Berman briefly describes each brewery, with notes about its beer and “signature brews.”
As to the beer at Schilling, Berman said it combines science and “age-old brewing techniques” to produce small-batch beers while “reviving old Continental styles.” She describes Schilling’s Kamarade Baltic Porter as “malty and strong,” and gives special mention to the Erastus, a Belgian trippel.
Jeff Cozzens, Schilling Beer Co.’s chief executive officer, said he was thrilled with and honored by the recognition from Ski Magazine, but noted it’s not the first time folks have said some really nice things about the company he and his extended family opened on Sept. 26, 2013, in a former grist mill on the banks of the Ammonoosuc River.
In its brief history, Schilling has produced more than three dozen specialty beers, several of which went on to receive “100” ratings from Beer Advocate. New Hampshire Magazine honored Schilling as a “Best of 2014” and TripAdvisor gives the brewery a rating of 4.5 stars out of five.
Schilling Beer arguably represents the successful intersection of passion and science.
The company began with the friendship between Cozzens and John Lenzini, who is Schilling’s head brewer and president.
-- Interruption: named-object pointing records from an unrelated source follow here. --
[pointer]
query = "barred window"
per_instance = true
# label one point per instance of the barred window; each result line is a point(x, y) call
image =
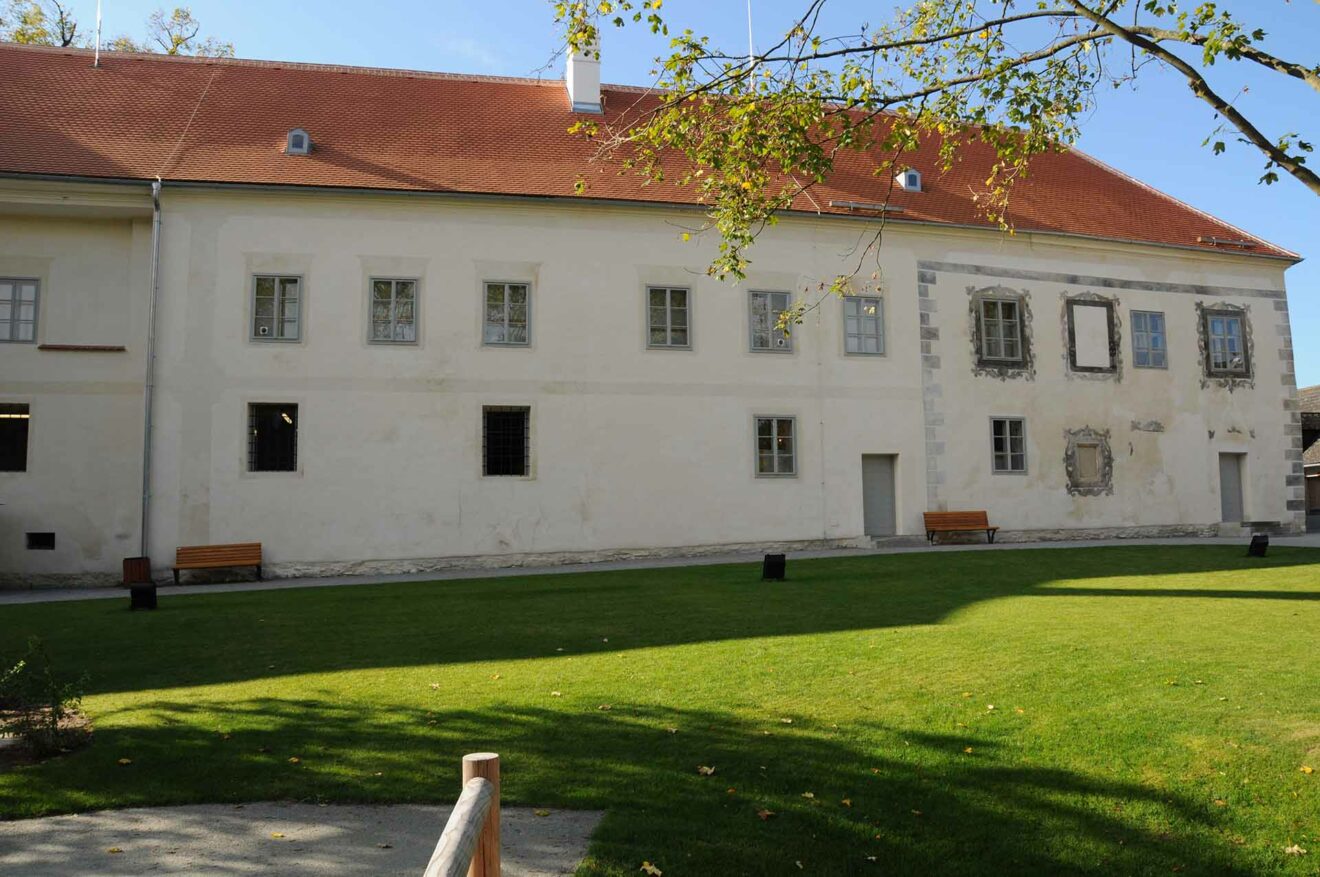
point(506, 440)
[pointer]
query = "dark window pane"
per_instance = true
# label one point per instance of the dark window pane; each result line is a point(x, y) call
point(272, 437)
point(13, 437)
point(504, 441)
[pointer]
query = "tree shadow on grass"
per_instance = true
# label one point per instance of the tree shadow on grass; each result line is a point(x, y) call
point(217, 638)
point(902, 803)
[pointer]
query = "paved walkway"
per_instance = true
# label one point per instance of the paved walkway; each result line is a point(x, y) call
point(291, 840)
point(54, 595)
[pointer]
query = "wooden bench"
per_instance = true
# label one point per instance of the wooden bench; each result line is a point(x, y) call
point(244, 554)
point(937, 522)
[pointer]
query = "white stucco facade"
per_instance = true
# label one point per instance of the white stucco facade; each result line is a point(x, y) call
point(632, 449)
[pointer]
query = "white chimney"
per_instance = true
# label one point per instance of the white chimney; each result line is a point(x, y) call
point(584, 79)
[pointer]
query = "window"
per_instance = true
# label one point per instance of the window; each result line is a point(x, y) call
point(1092, 336)
point(1226, 348)
point(1089, 462)
point(668, 317)
point(507, 313)
point(766, 311)
point(272, 437)
point(863, 325)
point(298, 143)
point(394, 311)
point(13, 437)
point(17, 309)
point(1149, 346)
point(276, 308)
point(1009, 444)
point(776, 451)
point(506, 440)
point(41, 540)
point(1001, 330)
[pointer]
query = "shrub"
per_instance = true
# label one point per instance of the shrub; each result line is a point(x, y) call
point(36, 705)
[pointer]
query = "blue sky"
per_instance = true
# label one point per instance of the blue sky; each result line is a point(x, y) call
point(1153, 134)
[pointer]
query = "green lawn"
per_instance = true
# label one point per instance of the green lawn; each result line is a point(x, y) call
point(1153, 708)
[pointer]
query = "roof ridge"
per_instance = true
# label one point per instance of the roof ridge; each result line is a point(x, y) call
point(1159, 193)
point(275, 65)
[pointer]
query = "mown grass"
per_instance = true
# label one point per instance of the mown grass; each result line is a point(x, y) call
point(1153, 708)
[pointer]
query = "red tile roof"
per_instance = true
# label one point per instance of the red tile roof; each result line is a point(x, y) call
point(225, 120)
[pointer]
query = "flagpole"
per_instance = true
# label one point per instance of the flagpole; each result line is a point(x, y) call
point(97, 57)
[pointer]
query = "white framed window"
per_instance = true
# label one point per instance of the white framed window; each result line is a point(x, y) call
point(1009, 445)
point(276, 308)
point(1226, 346)
point(1001, 330)
point(764, 312)
point(669, 317)
point(507, 320)
point(863, 325)
point(776, 445)
point(1150, 348)
point(19, 309)
point(394, 311)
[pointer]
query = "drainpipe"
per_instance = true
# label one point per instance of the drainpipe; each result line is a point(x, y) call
point(149, 383)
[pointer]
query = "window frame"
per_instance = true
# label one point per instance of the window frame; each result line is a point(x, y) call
point(527, 441)
point(1009, 452)
point(1001, 361)
point(394, 316)
point(276, 320)
point(25, 415)
point(1138, 333)
point(1110, 329)
point(485, 291)
point(787, 346)
point(774, 436)
point(668, 308)
point(16, 283)
point(1209, 315)
point(879, 320)
point(251, 443)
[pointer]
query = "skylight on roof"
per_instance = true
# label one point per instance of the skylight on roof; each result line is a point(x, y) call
point(298, 143)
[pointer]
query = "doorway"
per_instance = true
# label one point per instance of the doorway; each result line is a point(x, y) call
point(1230, 488)
point(878, 514)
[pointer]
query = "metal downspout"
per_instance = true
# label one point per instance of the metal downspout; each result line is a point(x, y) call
point(149, 383)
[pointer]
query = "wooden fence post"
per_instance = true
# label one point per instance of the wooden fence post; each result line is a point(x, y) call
point(486, 859)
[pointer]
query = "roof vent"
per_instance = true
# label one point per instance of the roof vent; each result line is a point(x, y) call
point(584, 79)
point(298, 143)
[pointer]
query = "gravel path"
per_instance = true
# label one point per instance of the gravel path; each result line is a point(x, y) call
point(289, 840)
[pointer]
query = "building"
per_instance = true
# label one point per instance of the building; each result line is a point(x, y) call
point(387, 337)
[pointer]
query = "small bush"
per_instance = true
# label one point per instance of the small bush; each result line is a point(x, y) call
point(36, 705)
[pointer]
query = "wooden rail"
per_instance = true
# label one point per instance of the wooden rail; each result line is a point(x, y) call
point(470, 841)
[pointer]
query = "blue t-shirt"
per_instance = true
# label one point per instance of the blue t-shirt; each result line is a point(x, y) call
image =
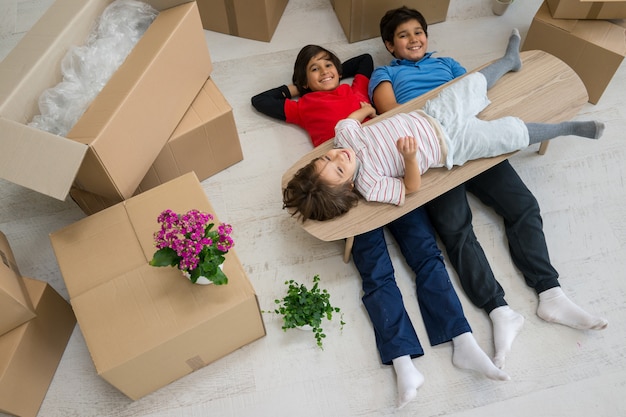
point(411, 79)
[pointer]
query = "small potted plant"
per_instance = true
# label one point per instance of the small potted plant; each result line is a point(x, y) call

The men were classmates at Traverse Senior High School in Michigan and then attended the University of Indiana together as undergrads, where Lenzini began home brewing.
While Cozzens went on to become an expert in militant Islam and other forms of extremism, Lenzini earned degrees in chemistry and German, which has let him read and translate old German beer recipes.
The men always had it in their minds to open a brewery, and after years of planning and extensive market research, they decided to open shop in Littleton.